Recuerdo que mis abuelas, tradición también heredada por mi madre, hacían sus dulces (sobre todo los dulces) y le pasaban un platico a la vecina. El acto de compartir, ese placer en comunión con lo que se tiene, se aprendía en casa. No había que tener mucho, solo tener la actitud de compartir lo que se tenía y no lo que sobraba.
Las vecinas no devolvían el plato o el pozuelo hasta que no tuvieran algo para reciprocar. No sé el origen de esa tradición. Aún hoy, mi vecina me devuelve el recipiente de algún dulce que le di, aunque sea con una fruta dentro. Extraño esas maneras de convivencia. Me duele que los jóvenes no hereden, que no hayamos sabido transmitir costumbres que mal no hacían.
Hay en el acto de compartir una esencia sustantiva, humana, reconfortante del individuo.
Los adultos siempre me rodearon, los adultos mayores. Quizá por ser la primera nieta durante cuatro años en una familia de tías abuelas en las que solo mi abuela y una hermana tuvieron descendencia, fui mimada en particular. Tengo en la memoria ubicada a cada una, asociada a gustos y olores.
La casa de mi tía Pepilla (Juana María) siempre olía a casquitos de guayaba. Mi tía Carmen me hacía los mejores merengues del mundo, en el horno, y me los enviaba en una lata de galletas dulces. Nena (Mercedes), con quien viví y cerré sus ojos, me daba cada mañana «borrita de café». Un café colado en colador de lienzo. Me lo llevaba a la cama en un jarrito de metal hecho con lata de leche condensada.
Esa costumbre la tuvo hasta que murió, y a mí el acto del café a la cama me sabe a abrazo y a hogar. Aún siento ese olor en casa y corro a colar y ponerle una tacita. Mi madre me dice que el café me queda aguado, quizá porque allí donde se guardan los recuerdos está la «borrita» que tomaba desde la cuna.
Es triste la desmemoria, o quien nunca ha tenido qué para recordar. Es triste caerle atrás a un tiempo de prisa y vivir sin construir memoria. Mis mejores recuerdos están anclados en lo simple, en lo sencillo. Esa manía que llevamos ahora, un tempo demasiado rápido donde hemos perdido el gusto de disfrutar por aquello que nos identifica como familia.
Hoy la tradición se teje en lo vacuo, en aquello que no deja huella. Los valores son actos y esencias que se cultivan en la niñez. Tiempo loco que le despreciamos a la vida y todas las veces nos pasará la cuenta. Los niños disfrutan más del amor que de los propios objetos. Yo aún beso el pan que voy a botar, o pido a la vecina un poco de sal con un peso por delante. Mi abuela decía que la sal no se regala. Cocino dulces sin un nombre específico, a veces para Odalys porque ni me los llego a comer.

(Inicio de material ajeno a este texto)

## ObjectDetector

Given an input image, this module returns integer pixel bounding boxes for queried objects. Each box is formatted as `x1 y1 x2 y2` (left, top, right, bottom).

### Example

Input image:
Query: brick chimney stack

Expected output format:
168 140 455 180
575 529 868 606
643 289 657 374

El ministerio de la vida se sustenta en aquellas cosas que nos dan felicidad, algunos en las posesiones, otros «en aquello que le dedicas tiempo y esfuerzo y ves crecer», y en el propio acto de vivir la vida desde lo que amamos y compartimos. Venimos al mundo sin nada y así terminaremos este viaje de ida sin regreso.
No hubo un tiempo mejor de bonanza en esta isla. Fuimos perdiendo con egos, poderío e ideologías impuestas aquello singular de cada casa. Nos hemos dejado quitar mucho. Las mejores tradiciones de este pueblo, en sus familias y gentes, se fueron diluyendo en orates de conflictos y egos de poder. Busco reconocer a mi tierra en cada gente cercana.
Busco en lo mínimo el olor y el sabor de mis abuelas. Sigo siendo una mujer de dulces caseros, de café claro, del platico de dulce para mi vecina, de la colada de café en el patio de Odalis porque su cafetera sabe a humilde, a gente auténtica, a una Cuba que extraño. Y en ese aroma, en ese sabor, en esa sencillez, se esconde todo un mundo de amor, de tradición, de historias que me sustentan y llevan de regreso a la energía de mi hogar.